How scarce is silence. Rare and almost impossible. It is no wonder I am so distracted. I can close and cover my eyes to be in darkness, but it is impossible to be in absence of sound. A tone rings and finishes but the white noise of the background persists; the ventilation, the cars outside driving by with their aggressive engines, muffled but audible. Each building has its own hums and hems and haws. The noise of the world around us is relentless. We are never left in peace.

Except my mother, who lived for the last half of her life with a significant hearing loss. What was her silence like? Was it quieter than mine? And why didn’t I ever ask her this question?


The sound of the furnace in my childhood home, revisited this winter as I slept on the couch beside my mother. The familiar cadence as the motor kicked in and buzzed and vibrated the walls, a noisy old engine heating the tired old house that protects my memories. Another memory marked by sound: that of an iron releasing steam as it is set upright, the rhythm and moan of my mother’s ironing. All these sound-ful memories to do with my mother. Is this natural, because she’s gone? Or is much of memory to do with the maternal?

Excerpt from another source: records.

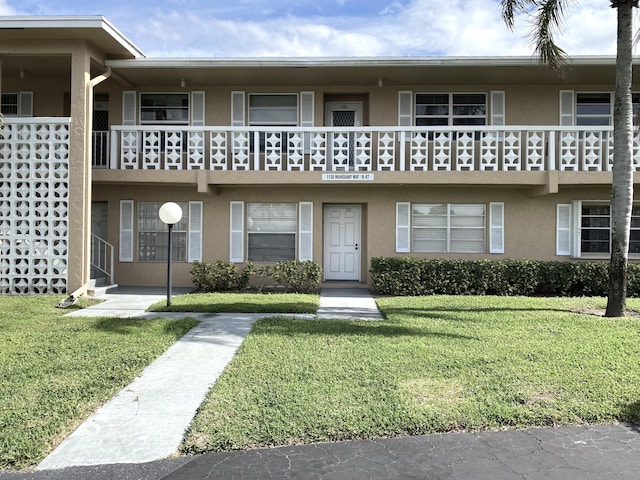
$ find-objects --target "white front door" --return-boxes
[324,205,362,280]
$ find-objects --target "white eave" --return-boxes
[0,16,146,59]
[107,56,624,69]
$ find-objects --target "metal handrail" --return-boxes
[91,233,115,284]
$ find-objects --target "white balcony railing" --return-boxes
[96,126,640,172]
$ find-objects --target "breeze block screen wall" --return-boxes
[0,118,70,294]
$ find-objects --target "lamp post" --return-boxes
[158,202,182,307]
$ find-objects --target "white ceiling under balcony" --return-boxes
[101,57,632,88]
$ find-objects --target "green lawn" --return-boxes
[183,296,640,453]
[149,293,320,313]
[0,295,197,469]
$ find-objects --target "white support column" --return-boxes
[67,47,91,293]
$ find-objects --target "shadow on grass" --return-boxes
[620,401,640,426]
[149,302,318,313]
[252,317,478,340]
[380,305,575,323]
[95,317,198,340]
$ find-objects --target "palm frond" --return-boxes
[531,0,568,71]
[500,0,537,30]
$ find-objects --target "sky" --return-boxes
[0,0,628,58]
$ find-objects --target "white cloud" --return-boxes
[0,0,20,15]
[58,0,616,57]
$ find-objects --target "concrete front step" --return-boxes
[87,283,118,297]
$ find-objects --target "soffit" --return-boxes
[0,16,145,59]
[107,58,632,89]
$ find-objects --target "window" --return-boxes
[556,200,640,258]
[411,203,485,253]
[580,203,640,254]
[140,93,189,125]
[2,93,18,117]
[229,201,313,263]
[138,202,189,262]
[576,93,613,127]
[0,92,33,117]
[249,94,298,127]
[576,92,640,127]
[415,93,487,126]
[247,203,298,262]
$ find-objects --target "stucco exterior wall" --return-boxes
[93,185,609,286]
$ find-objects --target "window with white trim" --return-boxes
[396,202,504,253]
[249,93,298,127]
[556,200,640,258]
[415,93,487,127]
[247,203,298,262]
[580,202,640,255]
[575,92,640,127]
[140,93,189,125]
[229,201,313,263]
[0,92,33,117]
[137,202,189,262]
[2,93,19,117]
[411,203,485,253]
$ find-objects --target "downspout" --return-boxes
[58,66,112,308]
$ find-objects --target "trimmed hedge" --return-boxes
[371,257,640,297]
[190,260,322,293]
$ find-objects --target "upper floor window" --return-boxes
[0,92,33,117]
[140,93,189,125]
[575,92,640,127]
[415,93,487,126]
[576,93,613,127]
[2,93,18,117]
[249,93,298,126]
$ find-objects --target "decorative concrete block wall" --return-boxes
[0,118,70,294]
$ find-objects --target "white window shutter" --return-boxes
[18,92,33,117]
[489,202,504,253]
[187,202,202,262]
[119,200,134,262]
[298,202,313,261]
[398,91,413,127]
[571,200,582,257]
[300,92,315,127]
[122,90,137,125]
[231,92,245,127]
[191,92,205,127]
[300,92,315,154]
[556,204,571,255]
[229,202,244,263]
[560,90,575,127]
[491,90,505,127]
[396,202,411,253]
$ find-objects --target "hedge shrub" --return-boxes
[190,260,322,293]
[371,257,640,297]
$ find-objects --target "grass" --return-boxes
[0,295,197,469]
[182,296,640,453]
[149,293,320,313]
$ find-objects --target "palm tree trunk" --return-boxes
[605,0,638,317]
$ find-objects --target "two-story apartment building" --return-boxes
[0,17,640,293]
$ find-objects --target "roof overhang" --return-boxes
[0,16,146,59]
[102,56,632,88]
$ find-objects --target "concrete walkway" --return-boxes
[38,288,382,469]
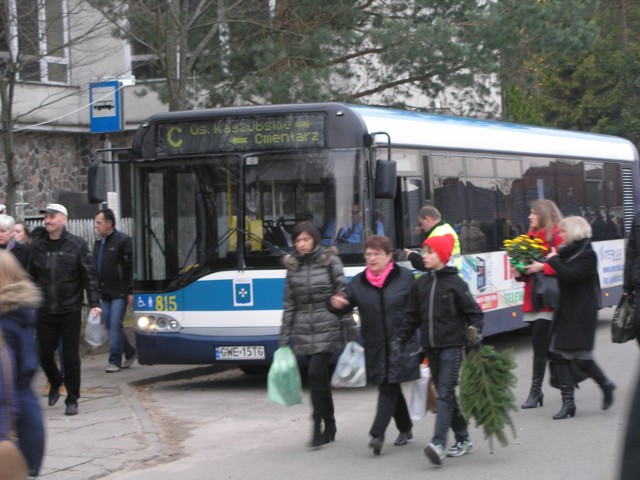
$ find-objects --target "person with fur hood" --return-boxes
[0,250,44,477]
[278,221,347,447]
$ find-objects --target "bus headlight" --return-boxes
[136,315,180,332]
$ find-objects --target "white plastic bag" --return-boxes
[331,342,367,388]
[84,314,109,348]
[409,363,431,421]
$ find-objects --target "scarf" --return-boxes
[364,262,393,288]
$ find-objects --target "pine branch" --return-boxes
[460,345,517,452]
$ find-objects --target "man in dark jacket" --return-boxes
[28,203,102,415]
[93,209,136,373]
[623,212,640,345]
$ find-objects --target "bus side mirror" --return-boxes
[87,165,107,204]
[375,160,396,199]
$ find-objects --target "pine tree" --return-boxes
[460,345,517,452]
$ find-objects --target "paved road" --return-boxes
[87,309,640,480]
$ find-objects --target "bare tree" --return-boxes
[0,0,115,214]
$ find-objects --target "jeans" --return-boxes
[16,388,44,476]
[102,298,136,367]
[36,310,82,403]
[427,347,469,447]
[369,383,413,440]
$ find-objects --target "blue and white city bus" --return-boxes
[92,103,639,370]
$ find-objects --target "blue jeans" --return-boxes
[16,388,44,476]
[102,298,136,367]
[427,347,469,447]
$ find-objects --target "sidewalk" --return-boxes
[34,344,222,480]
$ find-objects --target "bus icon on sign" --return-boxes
[233,279,253,307]
[93,100,116,111]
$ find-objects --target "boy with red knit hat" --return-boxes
[392,234,483,465]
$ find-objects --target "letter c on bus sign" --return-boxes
[167,126,182,148]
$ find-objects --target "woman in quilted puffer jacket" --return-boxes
[279,222,347,447]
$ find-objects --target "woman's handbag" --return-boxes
[84,314,109,348]
[267,346,302,407]
[409,360,431,421]
[531,272,560,311]
[331,342,367,388]
[611,295,636,343]
[0,330,29,480]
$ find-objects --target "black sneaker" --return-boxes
[64,402,78,415]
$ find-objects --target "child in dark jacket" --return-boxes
[394,234,483,465]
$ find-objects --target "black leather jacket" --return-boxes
[93,229,133,300]
[28,230,100,314]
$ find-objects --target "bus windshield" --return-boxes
[135,149,366,291]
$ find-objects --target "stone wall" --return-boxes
[0,132,133,218]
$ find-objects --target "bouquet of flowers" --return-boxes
[502,234,549,273]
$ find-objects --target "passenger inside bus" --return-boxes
[322,203,384,245]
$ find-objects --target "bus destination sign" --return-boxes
[156,113,325,156]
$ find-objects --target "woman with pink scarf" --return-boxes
[331,235,421,455]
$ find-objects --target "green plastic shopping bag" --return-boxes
[267,347,302,407]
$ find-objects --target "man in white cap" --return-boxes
[28,203,101,415]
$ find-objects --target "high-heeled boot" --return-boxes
[309,418,329,448]
[322,416,338,443]
[553,363,576,420]
[578,360,616,410]
[520,357,547,408]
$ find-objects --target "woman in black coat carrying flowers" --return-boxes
[547,217,616,420]
[331,235,420,455]
[279,222,347,447]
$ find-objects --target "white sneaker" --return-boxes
[447,440,473,457]
[424,443,445,465]
[122,353,138,368]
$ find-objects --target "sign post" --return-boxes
[89,80,123,133]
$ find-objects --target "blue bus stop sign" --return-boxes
[89,80,122,133]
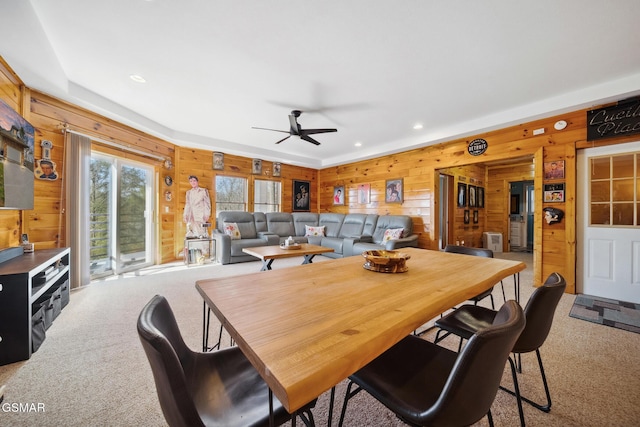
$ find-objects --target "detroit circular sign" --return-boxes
[467,138,489,156]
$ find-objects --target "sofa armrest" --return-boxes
[384,234,418,251]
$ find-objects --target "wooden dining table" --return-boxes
[196,248,525,413]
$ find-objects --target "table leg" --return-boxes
[260,259,273,271]
[202,301,211,351]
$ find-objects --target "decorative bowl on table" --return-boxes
[362,250,411,273]
[280,243,302,250]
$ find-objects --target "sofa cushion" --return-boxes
[223,222,242,240]
[318,213,345,237]
[218,211,258,239]
[291,212,318,236]
[304,225,324,237]
[338,214,367,237]
[373,215,413,245]
[382,228,404,243]
[266,212,296,238]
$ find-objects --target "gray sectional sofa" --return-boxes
[213,211,418,264]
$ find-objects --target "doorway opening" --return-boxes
[89,152,155,279]
[509,181,535,252]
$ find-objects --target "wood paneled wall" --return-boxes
[0,57,637,292]
[172,147,318,259]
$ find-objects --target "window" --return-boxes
[216,175,247,218]
[589,154,640,226]
[253,179,282,212]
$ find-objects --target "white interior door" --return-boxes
[576,142,640,303]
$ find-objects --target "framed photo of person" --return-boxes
[213,152,224,171]
[467,185,478,208]
[384,178,402,203]
[476,187,484,208]
[544,160,564,179]
[333,185,344,206]
[358,184,371,205]
[292,180,311,212]
[251,159,262,175]
[544,182,564,203]
[458,182,467,208]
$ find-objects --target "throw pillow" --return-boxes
[223,222,242,240]
[382,228,404,242]
[304,225,324,237]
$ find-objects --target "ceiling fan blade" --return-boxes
[300,129,338,135]
[251,126,289,133]
[276,135,291,144]
[300,134,320,145]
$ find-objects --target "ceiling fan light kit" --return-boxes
[252,110,338,145]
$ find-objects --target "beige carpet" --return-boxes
[0,253,640,427]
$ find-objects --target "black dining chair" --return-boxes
[435,273,567,426]
[137,295,316,427]
[340,301,525,426]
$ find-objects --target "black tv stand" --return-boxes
[0,248,70,365]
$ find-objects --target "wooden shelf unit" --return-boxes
[0,248,70,365]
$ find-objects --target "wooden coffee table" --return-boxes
[242,243,333,271]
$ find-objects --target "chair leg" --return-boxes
[338,381,362,427]
[500,356,525,427]
[500,349,551,426]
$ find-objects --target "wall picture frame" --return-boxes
[544,160,564,179]
[333,185,344,206]
[358,184,371,205]
[467,185,478,208]
[251,159,262,175]
[458,182,467,208]
[292,180,311,212]
[544,182,564,203]
[213,152,224,171]
[384,178,403,203]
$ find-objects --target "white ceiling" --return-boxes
[0,0,640,168]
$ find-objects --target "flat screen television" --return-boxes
[0,100,34,210]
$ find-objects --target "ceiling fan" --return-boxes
[252,110,338,145]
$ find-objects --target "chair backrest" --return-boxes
[138,295,204,426]
[513,273,567,353]
[443,245,493,258]
[422,300,525,425]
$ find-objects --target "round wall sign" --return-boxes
[467,138,489,156]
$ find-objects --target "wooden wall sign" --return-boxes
[587,98,640,141]
[467,138,489,156]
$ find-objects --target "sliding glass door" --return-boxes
[89,153,155,279]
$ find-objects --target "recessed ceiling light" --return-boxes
[129,74,147,83]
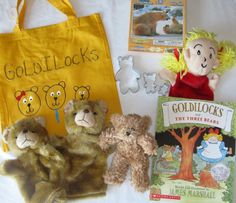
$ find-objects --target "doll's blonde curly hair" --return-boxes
[161,29,236,75]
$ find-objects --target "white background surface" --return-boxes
[0,0,236,203]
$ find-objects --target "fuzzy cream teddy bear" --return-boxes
[0,118,66,203]
[99,114,157,192]
[51,100,107,198]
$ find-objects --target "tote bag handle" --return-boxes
[14,0,77,31]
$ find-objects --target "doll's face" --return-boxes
[208,136,218,143]
[184,39,219,76]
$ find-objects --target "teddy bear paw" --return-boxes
[46,188,66,203]
[103,172,125,185]
[135,184,149,192]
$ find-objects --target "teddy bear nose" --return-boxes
[84,109,89,113]
[23,129,28,133]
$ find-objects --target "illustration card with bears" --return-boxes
[129,0,186,53]
[150,97,236,203]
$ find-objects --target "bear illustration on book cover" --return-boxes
[150,97,236,203]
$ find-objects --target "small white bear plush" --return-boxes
[143,73,157,94]
[116,56,140,94]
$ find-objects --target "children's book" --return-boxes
[129,0,186,53]
[150,97,236,203]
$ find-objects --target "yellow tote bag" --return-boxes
[0,0,121,149]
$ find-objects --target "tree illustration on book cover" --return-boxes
[150,97,236,203]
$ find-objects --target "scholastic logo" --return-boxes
[150,194,180,200]
[162,101,234,132]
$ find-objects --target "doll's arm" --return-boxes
[159,68,177,86]
[208,73,220,91]
[137,133,157,155]
[99,127,118,150]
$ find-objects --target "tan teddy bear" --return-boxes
[0,118,66,203]
[99,114,157,192]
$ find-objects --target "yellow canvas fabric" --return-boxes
[0,0,121,149]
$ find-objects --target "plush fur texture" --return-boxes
[52,100,107,198]
[99,114,157,192]
[0,118,66,203]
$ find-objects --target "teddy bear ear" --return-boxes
[30,86,38,93]
[86,85,90,91]
[64,99,78,113]
[98,100,108,113]
[110,114,125,126]
[58,81,66,89]
[43,85,50,93]
[141,116,152,130]
[34,116,46,128]
[73,86,79,92]
[2,128,11,144]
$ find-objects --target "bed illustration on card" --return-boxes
[150,97,236,203]
[129,0,186,52]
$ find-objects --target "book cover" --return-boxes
[150,97,236,203]
[129,0,186,53]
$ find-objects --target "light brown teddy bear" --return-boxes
[0,118,66,203]
[99,114,157,192]
[52,100,107,198]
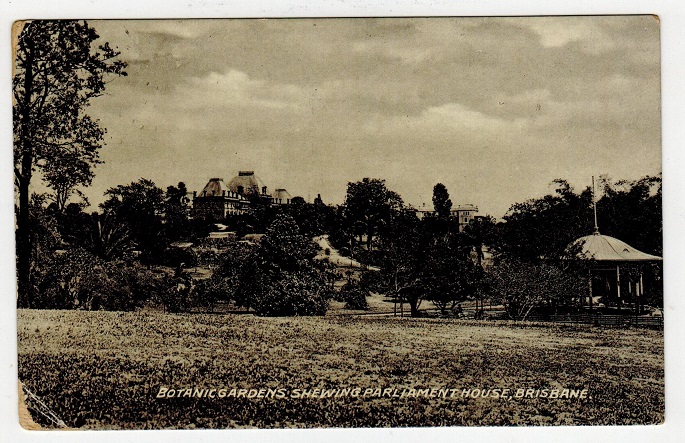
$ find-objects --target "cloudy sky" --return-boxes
[77,16,661,218]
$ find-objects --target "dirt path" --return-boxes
[314,235,380,271]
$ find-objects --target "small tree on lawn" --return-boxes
[487,260,587,320]
[236,215,329,316]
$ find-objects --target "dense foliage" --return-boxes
[234,215,330,316]
[12,20,126,307]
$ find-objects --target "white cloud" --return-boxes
[178,69,303,110]
[510,17,616,54]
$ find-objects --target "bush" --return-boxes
[340,281,369,311]
[32,249,159,311]
[235,215,329,316]
[193,274,235,310]
[250,273,328,316]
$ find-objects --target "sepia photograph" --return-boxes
[11,15,669,430]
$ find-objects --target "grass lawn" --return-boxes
[18,310,664,429]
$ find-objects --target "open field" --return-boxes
[18,310,664,429]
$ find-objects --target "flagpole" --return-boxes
[592,175,599,234]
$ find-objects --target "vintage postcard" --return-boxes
[12,15,665,430]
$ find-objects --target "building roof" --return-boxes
[200,178,229,197]
[228,171,266,194]
[572,232,662,261]
[273,188,292,202]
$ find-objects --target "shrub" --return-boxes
[234,215,329,316]
[340,280,369,311]
[250,273,328,316]
[32,249,158,311]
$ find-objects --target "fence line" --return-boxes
[21,383,67,428]
[526,314,664,328]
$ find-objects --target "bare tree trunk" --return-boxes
[17,39,33,308]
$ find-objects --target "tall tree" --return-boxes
[344,178,403,253]
[164,182,191,241]
[12,21,126,307]
[597,176,663,255]
[99,178,168,263]
[499,180,592,260]
[433,183,452,218]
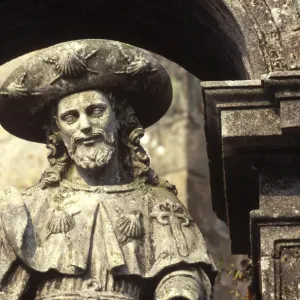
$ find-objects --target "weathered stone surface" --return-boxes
[0,40,216,300]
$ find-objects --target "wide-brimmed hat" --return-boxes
[0,39,172,143]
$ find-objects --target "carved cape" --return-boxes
[0,182,214,299]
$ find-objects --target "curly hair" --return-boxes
[40,93,177,194]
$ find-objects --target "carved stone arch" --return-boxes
[0,0,255,80]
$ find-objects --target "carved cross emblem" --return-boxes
[150,200,192,256]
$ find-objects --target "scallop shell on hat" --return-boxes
[117,211,143,239]
[56,51,88,77]
[47,210,75,234]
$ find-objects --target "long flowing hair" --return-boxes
[40,93,177,194]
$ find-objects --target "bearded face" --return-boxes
[57,90,117,169]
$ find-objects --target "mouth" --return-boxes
[81,137,96,146]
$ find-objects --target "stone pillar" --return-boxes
[203,71,300,300]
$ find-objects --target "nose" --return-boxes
[80,115,91,133]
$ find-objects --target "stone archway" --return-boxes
[0,0,251,80]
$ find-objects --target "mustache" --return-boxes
[70,128,115,153]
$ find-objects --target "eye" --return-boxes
[64,115,76,124]
[90,107,104,117]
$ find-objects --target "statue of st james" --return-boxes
[0,40,215,300]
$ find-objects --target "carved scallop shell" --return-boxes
[47,210,75,234]
[117,211,143,239]
[56,51,88,77]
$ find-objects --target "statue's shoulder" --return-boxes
[146,185,186,211]
[21,183,60,199]
[0,187,21,207]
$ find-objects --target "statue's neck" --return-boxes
[66,151,132,186]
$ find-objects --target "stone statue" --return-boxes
[0,40,215,300]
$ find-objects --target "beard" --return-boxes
[68,129,116,170]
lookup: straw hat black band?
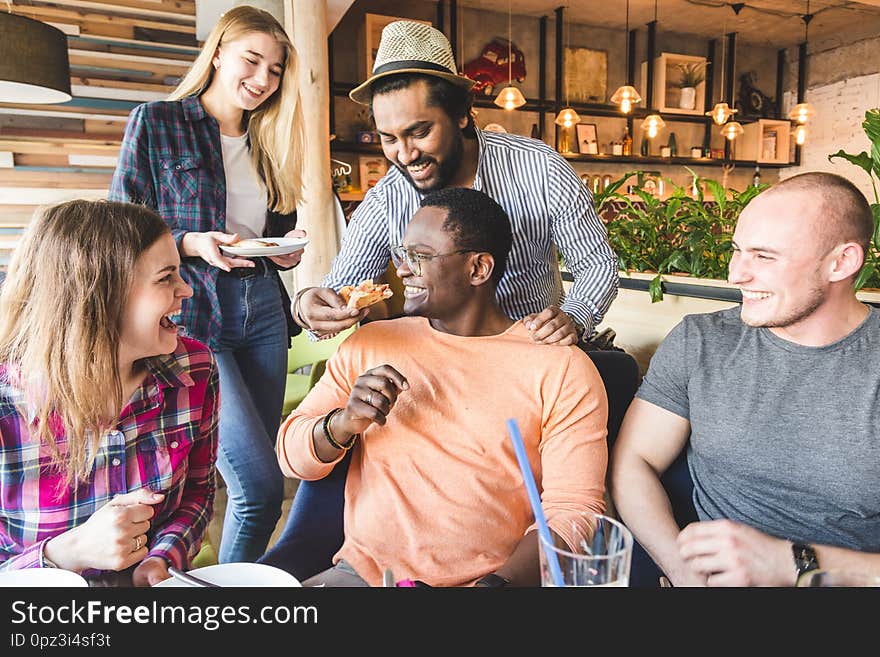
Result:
[373,59,455,77]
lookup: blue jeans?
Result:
[215,267,287,563]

Which makes me wonder what will be the sound of the memories I leave to my daughters? Will it be the sound of my chaos?

5 Responses to “The Sound of Chaos”

  • Delphine Says:

    MDTaz, I love you

  • Tall Dude in Chicago Says:

    Truly amazing the sounds that we never pay attention to because they’re in the background that define the space. It’s like the tree in the neighborhood you never notice until it’s cut down, and you wonder how long it’s been gone. If I close my eyes, I can hear the furnace of my parents house, the creak of the third stair, the sound of the door to the basement closing, the sound of my father’s snow-blower. This is the sonorous oxygen in which we’ve lived, but never brought up to consciousness. Until now. Thanks for that!

    Meanwhile, I’m still freaked by the concept of being without my watch and rings for several days!! (Just breathe, Tall Dude, just breathe)

  • Maëlle Says:

    Surely your lovely daughters will remember the sound of LIFE, with its many different rhythms, sometimes slow and peaceful, sometimes quick and hectic… This is YOUR beat, this is what makes you who you are.
    Love, M

  • Fabrizio Says:

    I love these words. Thanks to appreciate our little journey through the “sounds”. I would love to share better with you my thoughts and my love for “written words”. But unfortunately I could do that just in Italian. Talk soon.

  • Pamela Says:

    My first memory of being alone with my son is of him reaching for my hair and patting it. Even at 12 when he is sick or tired he still does this. He says it comforts him. I noticed last night in the car ride home when he reached up I let out a long breathe and I could feel myself destress. I hope when I am gone Jack’s sound memory is that breath out I take knowing I am receiving as much comfort as I am giving.